Cresce a preocupação global com o acesso irrestrito de crianças à internet em 2025
Em 2025, a internet se tornou uma extensão natural da rotina das crianças. No entanto, quanto maior o acesso, maior também a inquietação de pais, educadores e especialistas sobre os riscos que esse ambiente digital apresenta. De conteúdos impróprios a crimes virtuais, a conexão precoce e sem supervisão tornou-se um dos maiores desafios das famílias modernas.
A discussão ganhou força nos últimos meses, especialmente após relatórios internacionais apontarem que as crianças passam, em média, mais de 5 horas diárias online — muitas vezes sem acompanhamento. O número é considerado alarmante por organizações de saúde mental e defesa infantil.
O que mais preocupa os especialistas?
Para psicólogos, o problema não está na tecnologia em si, mas no uso descontrolado e sem orientação. Plataformas populares entre crianças podem expor os pequenos a conteúdos violentos, desafios perigosos, exploração sexual e interações com estranhos.
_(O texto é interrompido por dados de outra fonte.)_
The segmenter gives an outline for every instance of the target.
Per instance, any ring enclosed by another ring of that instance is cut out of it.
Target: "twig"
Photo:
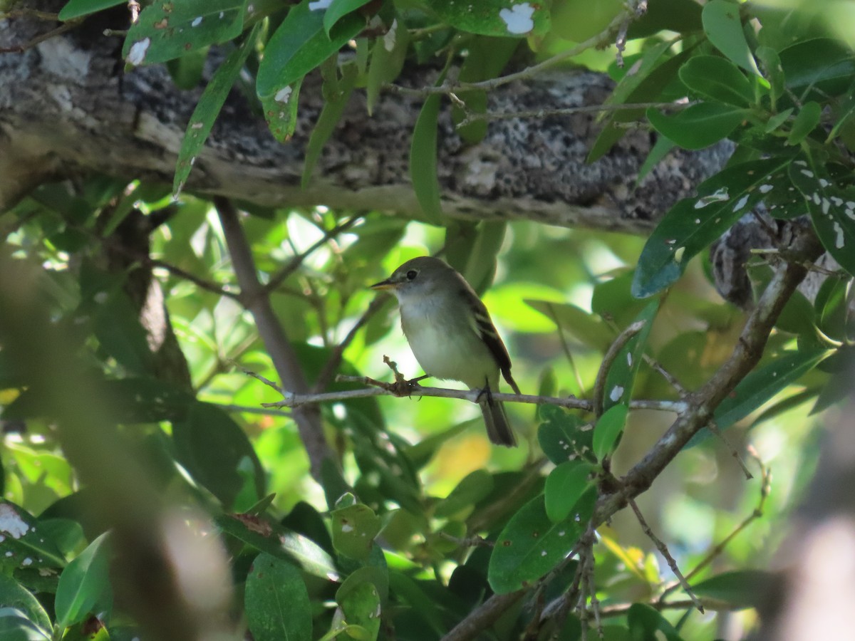
[[[258,334],[270,355],[282,386],[304,394],[309,391],[309,385],[300,368],[297,354],[273,310],[269,295],[258,280],[252,252],[240,225],[238,210],[228,199],[222,197],[214,198],[214,206],[220,217],[235,276],[240,285],[239,300],[252,315]],[[295,407],[292,415],[300,439],[309,455],[312,476],[320,480],[324,462],[335,462],[333,450],[324,438],[321,414],[317,407],[308,406]]]
[[[695,608],[697,608],[703,615],[704,606],[698,600],[698,597],[694,596],[694,592],[692,591],[692,588],[689,586],[688,581],[686,580],[682,573],[680,572],[680,568],[677,567],[677,562],[674,560],[674,557],[671,556],[671,553],[668,551],[668,546],[666,546],[665,544],[663,544],[659,538],[653,533],[653,531],[650,529],[650,526],[647,525],[647,521],[645,520],[644,516],[641,515],[641,510],[639,509],[639,506],[636,504],[635,500],[630,498],[628,503],[629,507],[632,508],[633,512],[635,514],[635,518],[639,520],[639,523],[641,525],[641,530],[647,535],[647,538],[653,542],[653,544],[656,545],[656,549],[659,550],[659,554],[665,557],[665,561],[668,562],[668,567],[671,568],[671,572],[673,572],[680,580],[680,585],[682,585],[683,590],[686,591],[689,598],[692,599],[692,603],[694,603]]]
[[[344,390],[341,391],[327,391],[317,394],[298,394],[286,391],[288,397],[276,403],[262,403],[266,408],[297,407],[298,405],[347,401],[353,398],[366,398],[369,397],[395,396],[395,397],[435,397],[438,398],[459,398],[471,403],[478,403],[481,390],[450,390],[444,387],[425,387],[412,384],[406,389],[402,389],[396,383],[386,383],[376,380],[368,376],[339,375],[336,380],[344,383],[361,383],[372,385],[361,390]],[[510,394],[505,392],[492,392],[492,397],[497,401],[510,403],[528,403],[536,405],[552,404],[569,409],[581,409],[586,412],[593,410],[593,403],[584,398],[573,397],[545,397],[534,394]],[[630,409],[658,409],[663,412],[679,414],[686,411],[687,403],[681,401],[630,401]]]
[[[371,303],[368,307],[368,309],[365,310],[365,313],[363,314],[363,315],[359,317],[359,320],[357,320],[356,324],[351,327],[351,331],[347,332],[347,336],[345,336],[341,343],[336,345],[335,349],[333,350],[333,354],[330,356],[329,360],[327,361],[327,363],[323,366],[323,369],[321,370],[321,373],[318,376],[317,380],[312,386],[313,393],[316,394],[320,392],[321,390],[327,387],[330,379],[333,378],[333,374],[335,373],[335,370],[338,369],[339,366],[341,364],[341,359],[345,354],[345,350],[346,350],[353,342],[353,339],[357,338],[357,333],[359,330],[364,327],[365,324],[371,319],[371,317],[376,314],[381,307],[383,307],[386,300],[386,297],[377,297],[372,300]]]
[[[328,243],[332,238],[335,238],[349,227],[353,226],[353,225],[360,220],[362,220],[362,216],[353,216],[352,218],[349,218],[344,222],[339,223],[332,229],[328,230],[326,233],[324,233],[323,237],[310,245],[309,249],[304,252],[297,254],[293,258],[292,258],[288,262],[288,264],[274,274],[268,284],[264,285],[264,290],[266,291],[273,291],[275,290],[283,280],[296,272],[300,265],[303,264],[303,262],[305,261],[306,258],[308,258],[315,250],[327,244],[327,243]]]
[[[618,352],[622,350],[629,340],[640,332],[645,326],[645,320],[636,320],[625,330],[623,330],[609,347],[609,350],[603,356],[603,362],[600,363],[599,371],[597,373],[597,379],[593,384],[593,410],[597,416],[603,414],[603,401],[605,397],[605,379],[609,374],[612,363],[617,358]]]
“As crianças estão vivendo em uma realidade onde a internet funciona como sala de aula, parque, televisão e grupo de amigos. O problema é que esses ambientes, quando misturados, podem se tornar um território perigoso”, afirma a psicóloga infantil Renata Moura.
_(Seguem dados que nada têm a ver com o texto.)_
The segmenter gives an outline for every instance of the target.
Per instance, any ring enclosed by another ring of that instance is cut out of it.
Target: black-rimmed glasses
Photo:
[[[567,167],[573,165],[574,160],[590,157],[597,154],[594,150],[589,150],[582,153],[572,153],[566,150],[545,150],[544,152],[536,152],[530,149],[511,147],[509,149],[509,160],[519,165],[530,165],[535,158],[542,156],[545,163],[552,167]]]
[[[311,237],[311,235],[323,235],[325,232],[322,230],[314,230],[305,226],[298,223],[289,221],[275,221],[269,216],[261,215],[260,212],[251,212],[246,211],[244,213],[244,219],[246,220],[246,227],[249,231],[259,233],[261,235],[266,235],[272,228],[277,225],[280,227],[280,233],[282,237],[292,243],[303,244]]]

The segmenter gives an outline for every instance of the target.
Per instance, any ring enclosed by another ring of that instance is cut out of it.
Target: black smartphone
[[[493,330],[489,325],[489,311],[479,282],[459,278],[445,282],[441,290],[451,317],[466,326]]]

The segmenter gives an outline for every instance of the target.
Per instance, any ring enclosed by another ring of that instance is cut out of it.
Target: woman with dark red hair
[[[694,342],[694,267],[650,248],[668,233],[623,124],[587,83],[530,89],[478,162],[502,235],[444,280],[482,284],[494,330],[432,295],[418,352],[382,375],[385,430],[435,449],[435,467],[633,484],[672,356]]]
Outra preocupação crescente é o impacto emocional. Pesquisas recentes mostram que o uso excessivo de telas está associado ao aumento de sintomas de ansiedade, irritabilidade, impulsividade e queda no desempenho escolar.
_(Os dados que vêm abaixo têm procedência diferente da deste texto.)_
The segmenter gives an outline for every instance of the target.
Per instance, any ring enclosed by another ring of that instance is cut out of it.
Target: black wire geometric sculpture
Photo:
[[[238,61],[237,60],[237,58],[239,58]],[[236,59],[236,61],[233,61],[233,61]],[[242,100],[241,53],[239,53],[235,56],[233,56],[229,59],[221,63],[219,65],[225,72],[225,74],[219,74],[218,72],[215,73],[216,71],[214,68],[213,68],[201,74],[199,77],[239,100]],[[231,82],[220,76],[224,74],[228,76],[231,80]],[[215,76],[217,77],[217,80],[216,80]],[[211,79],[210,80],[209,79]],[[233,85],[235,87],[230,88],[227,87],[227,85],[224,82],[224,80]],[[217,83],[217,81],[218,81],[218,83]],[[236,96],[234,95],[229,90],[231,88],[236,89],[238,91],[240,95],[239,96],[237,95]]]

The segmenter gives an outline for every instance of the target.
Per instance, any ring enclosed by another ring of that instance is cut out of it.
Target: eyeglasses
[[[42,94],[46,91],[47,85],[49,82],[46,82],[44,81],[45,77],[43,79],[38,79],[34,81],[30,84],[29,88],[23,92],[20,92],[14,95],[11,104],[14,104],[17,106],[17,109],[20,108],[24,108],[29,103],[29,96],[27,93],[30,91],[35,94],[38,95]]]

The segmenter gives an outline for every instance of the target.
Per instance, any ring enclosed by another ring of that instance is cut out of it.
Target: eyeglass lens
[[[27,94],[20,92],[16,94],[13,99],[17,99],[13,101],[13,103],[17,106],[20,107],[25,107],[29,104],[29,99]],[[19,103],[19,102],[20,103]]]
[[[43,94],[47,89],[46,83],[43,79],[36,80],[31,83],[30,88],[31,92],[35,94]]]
Redes sociais: o maior ponto de atenção
Aplicativos como TikTok, Instagram e plataformas de vídeos curtos são considerados os ambientes mais arriscados, especialmente pela velocidade com que conteúdos circulam e pela dificuldade de monitoramento.
Principais riscos mapeados em 2025
- Cyberbullying: insultos, humilhações e perseguições online.
- Exposição a conteúdos violentos ou sexuais.
- Contato com desconhecidos em chats, jogos ou mensagens privadas.
- Desafios perigosos que viralizam rapidamente.
- Dependência digital e alterações comportamentais.
Pais relatam que, muitas vezes, mesmo bloqueando conteúdos, as plataformas acabam sugerindo materiais inadequados por meio de algoritmos.
O impacto no ambiente familiar
O debate também atinge a dinâmica familiar. Cada vez mais pais afirmam sentir dificuldade de impor limites, especialmente quando celulares e tablets se tornaram parte da rotina escolar.
“Muitos pais trabalham o dia todo e não conseguem acompanhar o que os filhos consomem online. Há também a culpa de restringir o acesso, já que a tecnologia virou ferramenta de estudo”, explica o pedagogo e pesquisador de comportamento digital João Caballero.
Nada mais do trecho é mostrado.